The rebel Cavalry being within three or four miles, too, perhaps has a tendency to make me think how much safer I would be were I at home with my Mother. But as we have a garrison of three or four thousand men, and good fortifications, I do not expect that I will lose any sleep tonight through fear of being captured by the enemy. An attack by [Confederate Major General Joseph] Wheeler’s Command was expected however, and the whole garrison was under arms an hour before sun set. In times of danger here they make all Citizen employees take their muskets and help defend the post.
Our fine situation on the bank of the river that I have told you about, turns out to be quite unhealthy. Dense fogs rise from the river during the nights, and the air seems to be freighted with some kind of noxious malaria. A great many are about half sick and few feel perfectly well. This hot weather takes all ambition out of a fellow, and feels like lying down and doing nothing. This is decidedly the worst season of the year on that account. I think I have become so seasoned and acclimated to such a life that I can stand it quite well. I sleep in a Wall-tent—having for a tent-mate a son of Rev. Norton—a Presiding Elder in the Erie Conference. Everything sells at Richmond prices, and I pay a colored woman 25 cents a piece for washing and “doing-up” my shirts.

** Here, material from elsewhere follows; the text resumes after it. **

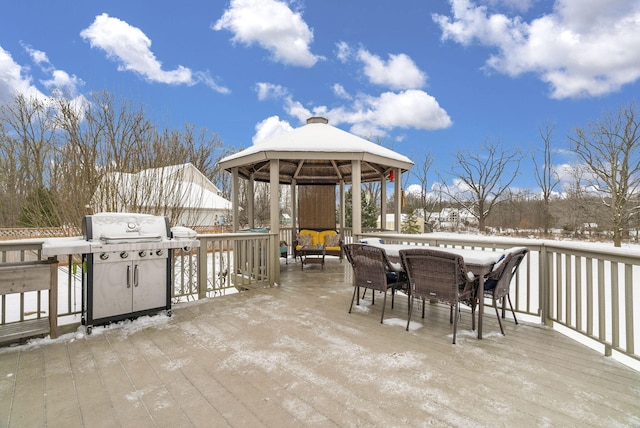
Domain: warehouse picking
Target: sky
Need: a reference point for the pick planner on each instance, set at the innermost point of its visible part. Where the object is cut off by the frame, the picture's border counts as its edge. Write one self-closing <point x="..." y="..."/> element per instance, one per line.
<point x="419" y="77"/>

Jno. Lusher and Henry Smith are well, as are all the rest of the Venango Co. boys here. Phelps, who was married to Hattie Bain a few weeks ago, in Franklin, is here trying to raise Negro substitutes for some County in Ohio. He has succeeded in procuring one for himself, but he does not meet with much success in his enterprise. Nashville is flooded with men from the North on the same business, and but few of them are doing much. (If either of the boys can hire Wash to go for 2, 3 or $500 they had better do it).
Tell Pa to forward that letter to me, well done up and directed, and I will risk its being lost. Ask him if he paid Frank Adams the express charges on my badge—and how much it was.
I enclose you my photograph—was in a good humor when it was taken. Have you heard anything from David Jolly since I left home? I wish I had a few pounds of your good butter down here. Peaches and apples are very plenty—whortle-berriers and black berries were plenty but they are all done now. I want you to write to me if you can see to do it. Tell Mary I am expecting that letter from her. I think of nothing more at present.
Hoping for your safety until I return, I am,
Your affectionate son
J. D. Chadwick
That plant or shrub coming up in the garden is an Althea. I will send you a specimen of the flower in a paper.